真珠の耳飾りの少女 (レビュー)

適切なこじつけ
かのサルバドール・ダリが最も尊敬していた画家フェルメール。フェルメールの作品は30点くらいしかなく、その私生活ははっきりとした記録が残っていない。フェルメールの肖像画は、どちらかというと静物画のようであり、現代の写真機で撮影したような奥行き感が描かれていることで知られる。ほとんどの絵はフェルメールの部屋の中で描かれたものだが、この映画ではフェルメールの部屋を絵画のイメージを損なわないように丹念に再現した。フィルムの色遣いなど、絵画そのままである。見慣れた風景を別の角度から見るだけでも感動がある。映画とは一種のバーチャルリアリティ体験といえるが、この映画では殊更にそんな「空間」を意識させる。

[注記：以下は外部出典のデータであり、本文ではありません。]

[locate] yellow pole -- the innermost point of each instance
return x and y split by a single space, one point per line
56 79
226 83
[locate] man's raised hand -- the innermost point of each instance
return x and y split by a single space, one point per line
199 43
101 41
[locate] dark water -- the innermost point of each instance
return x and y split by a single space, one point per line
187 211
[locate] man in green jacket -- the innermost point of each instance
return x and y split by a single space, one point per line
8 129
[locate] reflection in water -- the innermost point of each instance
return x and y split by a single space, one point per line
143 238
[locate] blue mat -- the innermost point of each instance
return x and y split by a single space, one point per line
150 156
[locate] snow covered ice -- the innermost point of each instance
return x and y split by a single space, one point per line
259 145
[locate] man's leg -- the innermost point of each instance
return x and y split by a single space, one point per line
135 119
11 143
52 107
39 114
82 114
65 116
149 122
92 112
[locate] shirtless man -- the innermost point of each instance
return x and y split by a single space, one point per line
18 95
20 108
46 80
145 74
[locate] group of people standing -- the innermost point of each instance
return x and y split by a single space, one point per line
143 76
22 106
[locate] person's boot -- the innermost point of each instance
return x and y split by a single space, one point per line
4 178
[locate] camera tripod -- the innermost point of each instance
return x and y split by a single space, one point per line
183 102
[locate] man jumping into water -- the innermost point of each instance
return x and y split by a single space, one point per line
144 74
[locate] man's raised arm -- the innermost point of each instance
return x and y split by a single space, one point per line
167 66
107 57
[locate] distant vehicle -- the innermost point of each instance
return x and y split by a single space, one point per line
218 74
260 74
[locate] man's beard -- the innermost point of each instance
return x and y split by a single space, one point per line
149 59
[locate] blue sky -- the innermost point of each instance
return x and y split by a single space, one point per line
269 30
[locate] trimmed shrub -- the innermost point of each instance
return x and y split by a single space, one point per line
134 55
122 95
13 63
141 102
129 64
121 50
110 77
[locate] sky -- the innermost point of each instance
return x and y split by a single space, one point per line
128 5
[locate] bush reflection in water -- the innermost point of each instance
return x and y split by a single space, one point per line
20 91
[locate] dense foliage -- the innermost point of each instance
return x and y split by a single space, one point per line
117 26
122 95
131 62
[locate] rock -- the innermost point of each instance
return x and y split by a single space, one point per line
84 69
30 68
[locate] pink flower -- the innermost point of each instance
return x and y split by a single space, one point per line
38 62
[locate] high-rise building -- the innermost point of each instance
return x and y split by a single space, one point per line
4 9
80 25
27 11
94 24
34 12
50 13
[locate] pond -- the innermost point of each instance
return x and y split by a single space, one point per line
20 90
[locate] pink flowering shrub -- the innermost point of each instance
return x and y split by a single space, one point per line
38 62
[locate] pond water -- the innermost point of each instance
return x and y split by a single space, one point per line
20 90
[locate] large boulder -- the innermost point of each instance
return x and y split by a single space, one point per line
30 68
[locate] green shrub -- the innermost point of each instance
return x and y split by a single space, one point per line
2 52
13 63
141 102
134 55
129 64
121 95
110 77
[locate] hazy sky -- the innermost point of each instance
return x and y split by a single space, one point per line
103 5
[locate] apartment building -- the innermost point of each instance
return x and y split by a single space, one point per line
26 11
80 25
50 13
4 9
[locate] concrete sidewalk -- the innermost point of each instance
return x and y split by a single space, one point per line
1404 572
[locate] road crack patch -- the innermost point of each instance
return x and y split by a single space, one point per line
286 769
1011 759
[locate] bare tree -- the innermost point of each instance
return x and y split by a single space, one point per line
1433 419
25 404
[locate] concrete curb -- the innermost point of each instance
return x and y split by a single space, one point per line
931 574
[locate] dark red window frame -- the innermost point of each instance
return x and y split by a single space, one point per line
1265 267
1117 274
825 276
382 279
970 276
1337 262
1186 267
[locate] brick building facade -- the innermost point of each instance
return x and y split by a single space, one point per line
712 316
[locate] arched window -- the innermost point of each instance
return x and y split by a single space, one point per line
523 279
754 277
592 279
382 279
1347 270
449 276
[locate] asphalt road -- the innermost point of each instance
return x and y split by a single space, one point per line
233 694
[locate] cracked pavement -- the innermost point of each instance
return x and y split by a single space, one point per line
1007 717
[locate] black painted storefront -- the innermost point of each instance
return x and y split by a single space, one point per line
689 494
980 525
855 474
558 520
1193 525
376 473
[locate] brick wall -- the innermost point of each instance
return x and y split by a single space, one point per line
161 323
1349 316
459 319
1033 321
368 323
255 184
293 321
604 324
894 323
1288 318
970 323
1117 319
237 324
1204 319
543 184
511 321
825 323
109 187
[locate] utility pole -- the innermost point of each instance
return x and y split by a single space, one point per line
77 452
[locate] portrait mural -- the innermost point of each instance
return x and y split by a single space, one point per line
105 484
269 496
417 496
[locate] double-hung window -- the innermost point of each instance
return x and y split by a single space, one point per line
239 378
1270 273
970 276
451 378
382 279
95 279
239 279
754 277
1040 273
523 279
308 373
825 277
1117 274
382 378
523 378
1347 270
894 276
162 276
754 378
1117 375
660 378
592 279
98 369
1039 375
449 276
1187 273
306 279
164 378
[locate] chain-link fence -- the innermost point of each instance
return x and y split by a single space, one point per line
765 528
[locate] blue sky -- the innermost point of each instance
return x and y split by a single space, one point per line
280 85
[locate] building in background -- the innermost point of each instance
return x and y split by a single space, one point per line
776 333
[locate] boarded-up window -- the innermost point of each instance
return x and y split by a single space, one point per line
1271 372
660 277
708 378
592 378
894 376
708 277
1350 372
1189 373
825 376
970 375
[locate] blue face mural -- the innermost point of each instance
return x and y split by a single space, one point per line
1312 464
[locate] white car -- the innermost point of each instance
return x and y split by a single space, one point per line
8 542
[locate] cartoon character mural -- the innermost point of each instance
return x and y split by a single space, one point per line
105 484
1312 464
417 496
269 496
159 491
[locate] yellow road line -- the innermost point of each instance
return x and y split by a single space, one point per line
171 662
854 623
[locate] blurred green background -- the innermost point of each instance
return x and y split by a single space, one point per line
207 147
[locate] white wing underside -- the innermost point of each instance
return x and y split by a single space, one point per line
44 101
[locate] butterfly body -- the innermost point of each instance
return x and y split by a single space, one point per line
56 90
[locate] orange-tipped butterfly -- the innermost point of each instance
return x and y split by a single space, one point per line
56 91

フェルメールの作品のうち、映画の題名にもなった名画「真珠の耳飾りの少女」はなぜか背景が描かれていない。フェルメールの絵はどれも閉じた構図であるが、「真珠の耳飾りの少女」の真っ暗なバックはそれよりももっと閉じた空間に見える。画家とモデル二人だけの永遠の世界。この絵から、さまざまな憶測が生まれたが、それを監督は1本のラブ・ストーリーに仕立て上げたわけだ。必ずしもこれは真実とはいえないが、自分なりに大胆な解釈をすることが、面白い映画になるというお手本である。あらゆるこじつけが白々しくなることなく、適切にドラマを盛り上げる。フィクションとノンフィクションの狭間を狙った実にうまい作り方だ。